A new type of licensing agreement is now available to faculty members at the University of Kansas (KU) to make it easier to take lab discoveries and spin them out into new startup companies.

Nikki Cheng, Associate Professor of Pathology and Laboratory Medicine at KU’s Medical Center and Founder of Fennik Life Sciences LLC is the first faculty member to take advantage of the new “Swift Startup” license agreement.

Unlike the typical license agreement which includes various upfront costs for the startup founder, the “Swift Startup” license agreement is a backend-loaded structure with no upfront payments, no past patent costs, no annual minimum fees, no minimum royalties, and one low flat royalty rate or success fee.

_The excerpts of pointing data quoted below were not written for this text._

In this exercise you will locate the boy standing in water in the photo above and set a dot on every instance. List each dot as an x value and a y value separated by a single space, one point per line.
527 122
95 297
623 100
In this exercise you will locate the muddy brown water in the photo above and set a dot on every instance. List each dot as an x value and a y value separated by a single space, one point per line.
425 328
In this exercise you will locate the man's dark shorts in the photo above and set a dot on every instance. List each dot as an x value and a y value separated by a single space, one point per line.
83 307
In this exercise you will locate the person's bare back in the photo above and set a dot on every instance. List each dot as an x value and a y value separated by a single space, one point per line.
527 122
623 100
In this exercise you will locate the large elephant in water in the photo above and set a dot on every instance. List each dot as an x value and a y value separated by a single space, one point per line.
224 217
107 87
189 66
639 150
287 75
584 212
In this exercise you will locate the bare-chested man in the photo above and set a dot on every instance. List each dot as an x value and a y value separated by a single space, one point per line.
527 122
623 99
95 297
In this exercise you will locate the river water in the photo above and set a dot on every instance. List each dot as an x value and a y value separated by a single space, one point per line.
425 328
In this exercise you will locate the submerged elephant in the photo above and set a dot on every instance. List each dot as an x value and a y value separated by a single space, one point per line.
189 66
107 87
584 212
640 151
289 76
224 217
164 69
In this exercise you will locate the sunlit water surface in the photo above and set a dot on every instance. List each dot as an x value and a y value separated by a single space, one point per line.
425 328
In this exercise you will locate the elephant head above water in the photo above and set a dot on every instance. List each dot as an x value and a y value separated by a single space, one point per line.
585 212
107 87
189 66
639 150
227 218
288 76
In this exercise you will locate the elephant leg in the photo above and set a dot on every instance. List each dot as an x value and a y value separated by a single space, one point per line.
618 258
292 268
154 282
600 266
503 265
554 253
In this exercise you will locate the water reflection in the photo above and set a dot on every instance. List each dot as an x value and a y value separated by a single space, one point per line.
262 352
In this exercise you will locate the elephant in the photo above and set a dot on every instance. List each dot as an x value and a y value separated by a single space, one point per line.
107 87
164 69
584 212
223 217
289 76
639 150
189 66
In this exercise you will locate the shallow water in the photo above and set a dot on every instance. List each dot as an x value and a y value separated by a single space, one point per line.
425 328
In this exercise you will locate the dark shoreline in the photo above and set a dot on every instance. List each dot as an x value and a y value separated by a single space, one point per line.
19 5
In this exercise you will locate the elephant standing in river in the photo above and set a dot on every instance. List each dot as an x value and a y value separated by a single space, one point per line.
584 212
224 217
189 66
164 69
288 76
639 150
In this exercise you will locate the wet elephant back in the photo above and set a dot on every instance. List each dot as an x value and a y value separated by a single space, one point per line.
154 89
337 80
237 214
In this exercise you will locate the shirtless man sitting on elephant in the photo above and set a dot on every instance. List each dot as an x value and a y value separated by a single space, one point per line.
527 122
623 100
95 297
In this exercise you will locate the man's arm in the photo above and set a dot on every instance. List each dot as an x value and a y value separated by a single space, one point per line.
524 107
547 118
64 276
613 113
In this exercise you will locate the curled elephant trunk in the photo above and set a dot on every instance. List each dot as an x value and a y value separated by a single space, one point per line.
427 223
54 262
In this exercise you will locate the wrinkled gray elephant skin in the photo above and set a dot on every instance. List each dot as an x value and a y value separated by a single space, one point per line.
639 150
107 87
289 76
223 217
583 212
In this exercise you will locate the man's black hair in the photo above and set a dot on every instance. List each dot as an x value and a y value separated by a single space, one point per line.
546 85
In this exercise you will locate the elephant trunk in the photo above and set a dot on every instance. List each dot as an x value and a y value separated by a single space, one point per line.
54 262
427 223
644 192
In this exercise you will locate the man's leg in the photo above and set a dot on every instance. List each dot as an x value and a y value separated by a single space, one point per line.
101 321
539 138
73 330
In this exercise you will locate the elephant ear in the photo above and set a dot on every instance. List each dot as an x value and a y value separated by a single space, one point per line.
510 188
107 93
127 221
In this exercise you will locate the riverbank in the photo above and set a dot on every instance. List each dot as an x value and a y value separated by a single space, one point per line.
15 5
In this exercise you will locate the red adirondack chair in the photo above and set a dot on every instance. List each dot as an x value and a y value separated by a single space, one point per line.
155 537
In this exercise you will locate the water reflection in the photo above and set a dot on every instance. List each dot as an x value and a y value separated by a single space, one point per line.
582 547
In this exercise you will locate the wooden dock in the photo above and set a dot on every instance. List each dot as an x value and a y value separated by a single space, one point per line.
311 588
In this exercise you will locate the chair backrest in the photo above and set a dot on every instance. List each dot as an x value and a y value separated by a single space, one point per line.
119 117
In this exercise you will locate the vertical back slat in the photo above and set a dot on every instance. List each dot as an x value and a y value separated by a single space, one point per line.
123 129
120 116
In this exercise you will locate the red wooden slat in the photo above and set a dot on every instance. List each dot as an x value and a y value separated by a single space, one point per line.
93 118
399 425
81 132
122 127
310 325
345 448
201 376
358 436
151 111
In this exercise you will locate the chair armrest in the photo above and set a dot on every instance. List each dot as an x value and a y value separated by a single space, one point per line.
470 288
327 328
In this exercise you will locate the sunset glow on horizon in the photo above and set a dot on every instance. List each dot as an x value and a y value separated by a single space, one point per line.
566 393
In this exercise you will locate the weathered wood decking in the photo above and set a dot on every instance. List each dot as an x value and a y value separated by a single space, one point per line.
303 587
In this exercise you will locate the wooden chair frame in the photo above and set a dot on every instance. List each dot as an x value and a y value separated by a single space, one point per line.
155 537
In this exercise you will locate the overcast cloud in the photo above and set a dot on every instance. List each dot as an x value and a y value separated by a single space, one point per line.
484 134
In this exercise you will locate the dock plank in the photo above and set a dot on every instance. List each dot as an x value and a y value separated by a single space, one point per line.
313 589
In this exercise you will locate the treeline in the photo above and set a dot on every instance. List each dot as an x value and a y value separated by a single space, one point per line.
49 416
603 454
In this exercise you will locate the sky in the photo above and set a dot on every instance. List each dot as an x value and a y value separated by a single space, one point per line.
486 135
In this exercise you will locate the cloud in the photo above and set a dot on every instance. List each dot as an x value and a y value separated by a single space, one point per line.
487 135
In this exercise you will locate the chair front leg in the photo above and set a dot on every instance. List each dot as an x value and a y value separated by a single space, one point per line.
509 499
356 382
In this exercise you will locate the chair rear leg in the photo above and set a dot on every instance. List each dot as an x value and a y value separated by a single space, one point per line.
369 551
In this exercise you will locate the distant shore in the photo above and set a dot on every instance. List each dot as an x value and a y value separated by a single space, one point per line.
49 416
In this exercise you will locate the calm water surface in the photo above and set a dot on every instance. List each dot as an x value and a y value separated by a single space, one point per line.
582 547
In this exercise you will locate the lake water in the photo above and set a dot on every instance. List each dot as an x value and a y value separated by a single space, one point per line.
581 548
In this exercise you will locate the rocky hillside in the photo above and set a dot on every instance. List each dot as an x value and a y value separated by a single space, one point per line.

The agreement is not negotiable, which enables KU faculty entrepreneurs to quickly and easily license their technology into a new startup company.

“This agreement helps KU companies by allowing them to invest in the company rather than paying back the university when the company is new and trying to get off the ground,” said Julie Naget, Associate Vice Chancellor for Innovation and Collaboration.

She is also President of KU’s Innovation and Collaboration Office which sponsors the “Swift Startup” license agreement to help encourage KU researchers to translate their discoveries into new companies and find new marketplace solutions.

Cheng’s company Fennik Life Sciences is working on developing innovative research tools for the life sciences research community. The first product for the company is a cell culture device that closely models a three-dimensional environment for living tissue.

Cheng said her idea came to her when discovering the limitations of animal and cell culture models in her lab. She researches breast cancer progressions and said, “Traditional ways to simulate how cancer may respond to a drug in the body involves either mice or culturing cells as a flat layer on a plate.

Both of these methods offer some disadvantages so Cheng has been working with a researcher in her lab to develop a new model. The new device offers a skeletal framework to allow the user to put cells in specific locations with an organized tissue structure.

Fennik is one of 35 existing KU startup companies. A number of these startups are located in the Bioscience and Technology Business Center which is an incubator network with locations in Lawrence and at the KU Medical Center housing more than 30 tenant companies.